Royal Bank of Scotland did not leave the sector altogether: it retained its Trustee and Depositary Services, based in Edinburgh, which supports 64 clients from the UK and Europe and acts for funds with a value of £60bn. It employs 207 people.

Although most of the Scottish back office sector is based in Edinburgh there is one big company in Glasgow, Clydesdale Bank, part of National Australia Bank.

Richard Dudek, head of sales and marketing, says it is the only company that actually has its custody operation in Scotland, looking after £56bn worth of assets, as well as doing trustee and depositary work.

For a long time the US investment house Fidelity was its biggest client with £17bn of its UK assets in its custody, but recently the Boston-based institution centralised all its custody work elsewhere.

Clydesdale then gained £32bn of UK assets as sub-custodian from Mellon Financial, the US financial services company. It employs 184 people in the centre of Glasgow.

Back in Edinburgh the US financial services group JP Morgan Chase is building on the businesses that came with its recent purchases of Chase Manhattan and Robert Fleming. It maintains its George Street office for marketing its custody and fund administration services, while Hexagon administration services provides third party fund administration services for the UK unit trust industry. It is soon to move its 150 people to Edinburgh Park, a prestige business location.

Neighbours will include HSBC Global Fund Services, which was created by HSBC to provide investment administration and performance measurement consultancy for investment funds and started operating in late 1999. It is headed by Stewart Crawford, formerly managing director of WM Company, who brought several colleagues with him.

HSBC invested about £20m in GFS before going looking for business.
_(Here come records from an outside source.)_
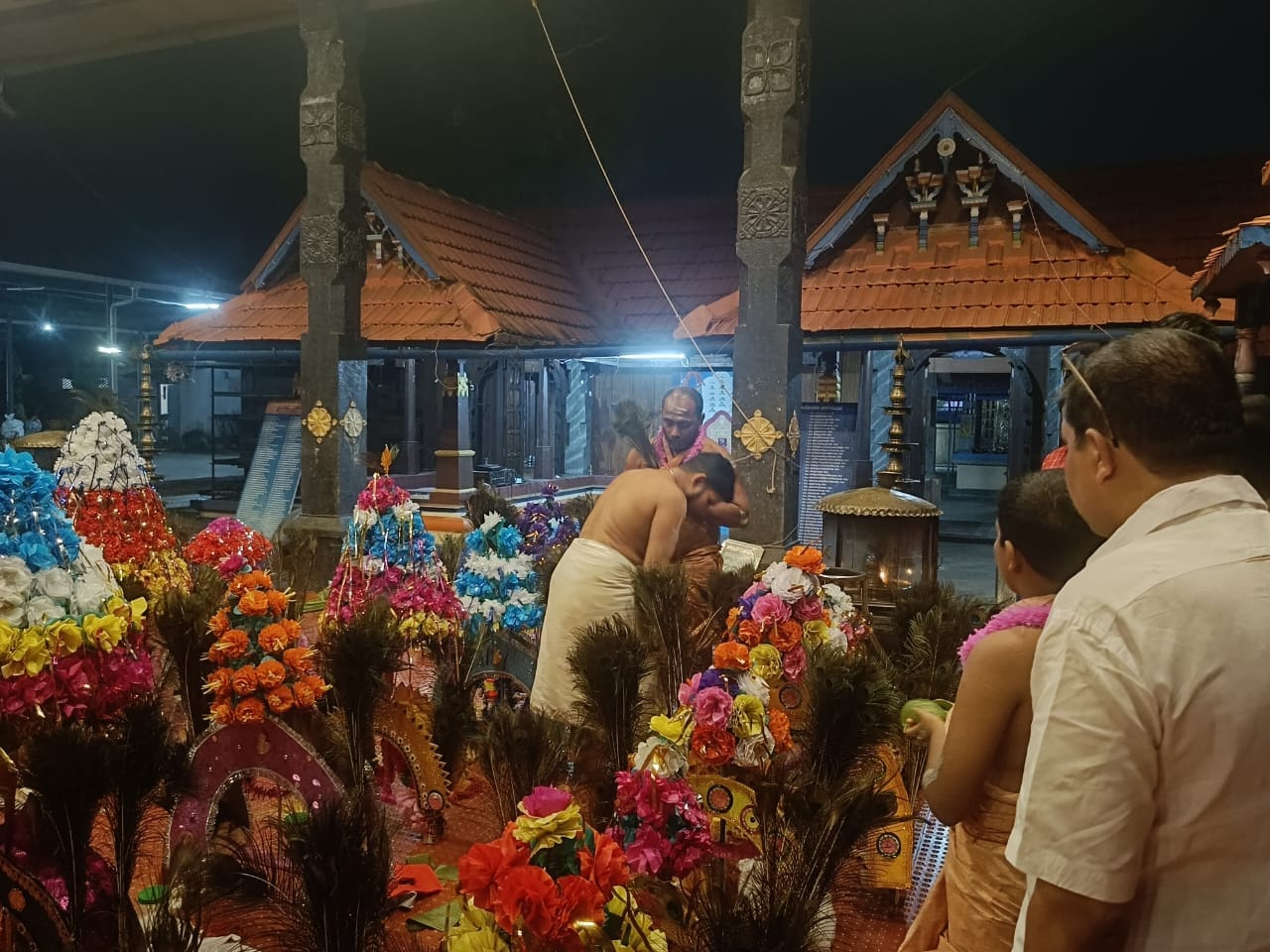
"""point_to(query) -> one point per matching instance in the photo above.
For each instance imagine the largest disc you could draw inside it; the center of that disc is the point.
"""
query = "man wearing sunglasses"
(1142, 816)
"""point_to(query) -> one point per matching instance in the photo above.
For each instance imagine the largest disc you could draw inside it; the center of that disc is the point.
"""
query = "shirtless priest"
(680, 438)
(636, 522)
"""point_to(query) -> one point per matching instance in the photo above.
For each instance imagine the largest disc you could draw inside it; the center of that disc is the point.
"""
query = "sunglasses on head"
(1070, 366)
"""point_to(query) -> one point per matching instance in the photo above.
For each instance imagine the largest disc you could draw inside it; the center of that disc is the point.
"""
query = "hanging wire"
(630, 226)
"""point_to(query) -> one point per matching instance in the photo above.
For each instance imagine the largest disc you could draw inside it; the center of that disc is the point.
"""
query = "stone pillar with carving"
(333, 266)
(454, 453)
(333, 258)
(771, 243)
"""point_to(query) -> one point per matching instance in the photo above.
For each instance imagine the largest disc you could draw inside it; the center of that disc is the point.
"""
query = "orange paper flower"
(273, 639)
(278, 602)
(249, 711)
(232, 644)
(788, 635)
(270, 673)
(810, 560)
(779, 724)
(281, 698)
(299, 658)
(712, 747)
(731, 656)
(749, 634)
(221, 682)
(244, 680)
(254, 603)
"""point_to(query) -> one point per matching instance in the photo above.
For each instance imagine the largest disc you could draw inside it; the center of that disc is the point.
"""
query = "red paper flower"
(712, 747)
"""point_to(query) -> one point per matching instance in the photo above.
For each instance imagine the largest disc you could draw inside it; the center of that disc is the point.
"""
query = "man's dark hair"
(691, 394)
(717, 471)
(1167, 395)
(1192, 322)
(1035, 513)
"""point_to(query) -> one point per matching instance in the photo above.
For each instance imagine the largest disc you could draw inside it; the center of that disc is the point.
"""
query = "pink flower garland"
(663, 451)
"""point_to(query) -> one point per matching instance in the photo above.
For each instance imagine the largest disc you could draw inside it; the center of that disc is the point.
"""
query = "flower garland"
(659, 824)
(497, 584)
(545, 525)
(389, 553)
(263, 664)
(726, 715)
(663, 451)
(550, 883)
(70, 645)
(104, 489)
(1017, 616)
(229, 546)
An important success was winning the administration contract for Gartmore's unit trusts when the fund manager decided to outsource.

Its 150 people administer assets of about £40bn, winning the performance management contract for HSBC's pension fund - against stiff competition from outside the group, Mr Crawford insists.

In Glasgow Clydesdale is soon to be joined by Cogent Investment Operations, part of the Australian AMP Group. It will administer funds run by Aberdeen Asset Management which last year bought the Glasgow-based Murray Johnstone.

Scottish Financial Enterprise, the industry trade body, reckons that 3,000 people are employed in fund administration in Scotland, if those working for companies that do their processing in-house are included.

With the industry growing rapidly and the danger of staff shortages increasing, 16 companies recently came together to form Scottish Investment Operations.

It aims to ensure a regular supply of high quality recruits by promoting fund administration to schools, colleges and universities and will enhance the provision of training.

The industry hopes to reap the benefits in two years time when the recruits reach the labour market.